Don Raimundo (¡al fin padre!), olvidándose de coger
capa y bastón, se encaminó como loco a casa de D.
Honorato, y lo dijo:
-Vengo a que consienta usted en que mañana mismo se case
su sobrino con Margarita, porque si no la muchacha se nos va por
la posta.
-No puede ser -contestó con desabrimiento el tío.-
Mi sobrino es un pobretón, y lo que usted debe buscar para
su hija es un hombre que varee la plata.
El diálogo fue borrascoso. Mientras más rogaba D.
Raimundo, más se subía el aragonés a la
parra, y ya aquél iba a retirarse desahuciado cuando D.
Luis, terciando en la cuestión, dijo:
-Pero, tío, no es de cristianos que matemos a quien no
tiene la culpa.
-¿Tú te das por satisfecho?
-De todo corazón, tío y señor.
-Pues bien, muchacho: consiento en darte gusto; pero con una
condición, y es esta: Don Raimundo me ha de jurar ante la
Hostia consagrada que no regalará un ochavo a su hija ni
la dejará un real en la herencia.
Aquí se entabló nuevo y más agitado
litigio.
-Pero, hombre -arguyó Don Raimundo,- mi hija tiene veinte
mil duros de dote.
-Renunciamos a la dote. La niña vendrá a casa de su
marido nada más que con lo encapillado.
-Concédame usted entonces obsequiarla los muebles y el
ajuar de novia.
-Ni un alfiler. Si no acomoda, dejarlo y que se muera la
chica.
-Sea usted razonable, Don Honorato. Mi hija necesita llevar
siquiera una camisa para reemplazar la puesta.
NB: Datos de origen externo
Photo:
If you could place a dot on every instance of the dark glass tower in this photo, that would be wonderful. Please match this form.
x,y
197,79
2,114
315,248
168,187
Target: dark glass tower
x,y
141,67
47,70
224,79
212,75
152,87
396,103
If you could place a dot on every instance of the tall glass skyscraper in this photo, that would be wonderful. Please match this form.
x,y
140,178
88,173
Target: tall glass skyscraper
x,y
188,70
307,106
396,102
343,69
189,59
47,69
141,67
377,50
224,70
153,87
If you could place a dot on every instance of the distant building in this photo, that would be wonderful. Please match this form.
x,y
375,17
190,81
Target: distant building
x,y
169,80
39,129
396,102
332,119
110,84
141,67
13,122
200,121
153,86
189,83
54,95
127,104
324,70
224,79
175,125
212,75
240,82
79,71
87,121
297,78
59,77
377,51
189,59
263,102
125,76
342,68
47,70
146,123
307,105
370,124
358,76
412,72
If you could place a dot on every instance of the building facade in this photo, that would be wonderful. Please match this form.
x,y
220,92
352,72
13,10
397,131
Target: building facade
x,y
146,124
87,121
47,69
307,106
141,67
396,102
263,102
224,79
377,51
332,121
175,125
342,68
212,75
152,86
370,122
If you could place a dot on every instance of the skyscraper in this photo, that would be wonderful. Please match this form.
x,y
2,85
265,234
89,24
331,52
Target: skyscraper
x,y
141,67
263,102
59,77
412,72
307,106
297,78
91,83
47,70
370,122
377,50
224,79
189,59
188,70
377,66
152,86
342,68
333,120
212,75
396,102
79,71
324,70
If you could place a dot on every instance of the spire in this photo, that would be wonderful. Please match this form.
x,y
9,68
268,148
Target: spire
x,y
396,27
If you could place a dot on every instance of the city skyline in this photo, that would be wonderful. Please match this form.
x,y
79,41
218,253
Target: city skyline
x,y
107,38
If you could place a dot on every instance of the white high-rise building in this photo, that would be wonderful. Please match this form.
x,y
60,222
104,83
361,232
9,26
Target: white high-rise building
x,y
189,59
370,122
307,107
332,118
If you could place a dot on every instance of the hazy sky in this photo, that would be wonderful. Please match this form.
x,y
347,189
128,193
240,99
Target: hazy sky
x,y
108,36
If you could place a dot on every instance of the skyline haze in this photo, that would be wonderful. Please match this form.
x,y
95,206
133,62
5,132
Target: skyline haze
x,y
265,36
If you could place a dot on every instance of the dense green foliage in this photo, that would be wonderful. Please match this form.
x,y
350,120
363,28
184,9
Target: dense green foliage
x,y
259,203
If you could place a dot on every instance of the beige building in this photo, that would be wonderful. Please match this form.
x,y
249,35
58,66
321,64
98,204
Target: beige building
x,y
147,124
-Bien: paso por esa funda para que no me acuse de obstinado.
Consiento en que le regale la camisa de novia, y san se
acabó.
Al día siguiente Don Raimundo y Don Honorato se dirigieron
muy de mañana a San Francisco, arrodillándose para
oír misa y, según lo pactado, en el momento en que
el sacerdote elevaba la Hostia divina, dijo el padre de
Margarita:
-Juro no dar a mi hija más que la camisa de novia.
Así Dios me condene si perjurare.
II
Y Don Raimundo Pareja cumplió ad pedem litterae su
juramento; porque ni en vida ni en muerte dio después a su
hija cosa que valiera un maravedí.
Los encajes de Flandes que adornaban la camisa de la novia
costaron dos mil setecientos duros, según lo afirma
Bermejo, quien parece copió este dato de las Relaciones
secretas de Ulloa y Don Jorge Juan.
Ítem, el cordoncillo que ajustaba al cuello era una
cadeneta de brillantes, valorizada en treinta mil morlacos.
Los recién casados hicieron creer al tío
aragonés que la camisa a lo más valdría una
onza; porque Don Honorato era tan testarudo que, a saberlo cierto,
habría forzado al sobrino a divorciarse.
Convengamos en que fue muy merecida la fama que alcanzó la
camisa nupcial de Margarita Pareja.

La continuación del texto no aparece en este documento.